Bowel dysfunction due to spinal cord injury (SCI) results in fecal incontinence and severe constipation termed “neurogenic bowel dysfunction” (NBD) and is very damaging to quality of life (Emmanuel 2010; Byrne et al. 2002; Correa & Rotter 2000; Stiens et al. 1997; Glickman & Kamm 1996; Longo et al. 1995). Even when a bowel routine to manage the problem is effective it can be onerous and time consuming, and may take up to 1-2 hours per session, repeated every day or alternate days throughout post-injury life. It can interfere significantly with the individual’s education, work and social life and presents a major challenge to quality of life, independence and community reintegration after SCI. Loss of bowel control may have greater impact than loss of ability to ambulate (Frost et al. 1993) and is a source of anxiety and distress (Ng et al. 2005; Glickman & Kamm 1996; Coggrave et al. 2009, Coggrave & Norton 2010). Ineffective bowel care results in social isolation (Byrne et al. 2002), inability to work and admissions to acute services for treatment of fecal impaction and bowel obstruction when constipation escalates. Treatment of bowel dysfunction rates highly for patients in both clinical and research domains (Anderson 2004; Glickman & Kamm 1996).

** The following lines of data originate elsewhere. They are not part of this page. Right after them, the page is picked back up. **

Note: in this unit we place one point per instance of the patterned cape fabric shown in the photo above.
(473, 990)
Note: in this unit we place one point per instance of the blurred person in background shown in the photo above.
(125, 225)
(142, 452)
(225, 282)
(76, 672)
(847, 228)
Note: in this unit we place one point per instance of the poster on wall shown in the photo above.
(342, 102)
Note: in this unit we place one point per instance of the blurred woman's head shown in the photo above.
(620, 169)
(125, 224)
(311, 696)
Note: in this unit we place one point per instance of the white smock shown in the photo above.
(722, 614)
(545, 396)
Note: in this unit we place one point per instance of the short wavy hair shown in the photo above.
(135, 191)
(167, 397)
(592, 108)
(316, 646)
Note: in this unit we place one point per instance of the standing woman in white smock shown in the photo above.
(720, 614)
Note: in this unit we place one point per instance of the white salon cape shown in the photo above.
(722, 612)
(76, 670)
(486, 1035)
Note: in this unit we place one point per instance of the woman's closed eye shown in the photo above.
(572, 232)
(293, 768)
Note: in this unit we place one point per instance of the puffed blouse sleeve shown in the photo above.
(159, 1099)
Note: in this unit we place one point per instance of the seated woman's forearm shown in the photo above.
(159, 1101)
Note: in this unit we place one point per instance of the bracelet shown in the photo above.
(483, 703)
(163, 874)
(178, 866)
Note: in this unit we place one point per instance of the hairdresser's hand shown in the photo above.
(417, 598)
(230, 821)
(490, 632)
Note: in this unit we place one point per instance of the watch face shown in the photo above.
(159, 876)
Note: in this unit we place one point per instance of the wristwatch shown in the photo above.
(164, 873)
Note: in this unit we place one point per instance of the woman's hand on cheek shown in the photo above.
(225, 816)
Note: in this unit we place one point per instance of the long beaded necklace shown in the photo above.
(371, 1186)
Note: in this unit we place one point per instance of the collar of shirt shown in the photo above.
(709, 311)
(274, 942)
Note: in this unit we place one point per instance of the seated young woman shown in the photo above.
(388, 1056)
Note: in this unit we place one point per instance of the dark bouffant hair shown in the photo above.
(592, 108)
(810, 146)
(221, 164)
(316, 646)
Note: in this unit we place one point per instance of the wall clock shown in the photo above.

Figure 1. Innervation of the gastrointestinal (GI) system. Schematic diagram [1] of the autonomic and somatic innervations of the lower GI tract and pelvic floor. The brainstem, spinal cord and sympathetic chain are shown on the left, and the colon, rectum and pelvic floor on the right. Sympathetic innervation (dashed lines) originates from the thoracic and upper lumbar regions; parasympathetic innervation (solid lines) orginates from the vagus nerve (to the upper GI and colon up to the colonic flexure) and from the sacral region of the spinal cord (to areas below the splenic flexure). Dotted lines represent the mixed nerves supplying the somatic innervation to the musculature of the external anal sphincter and the pelvic floor.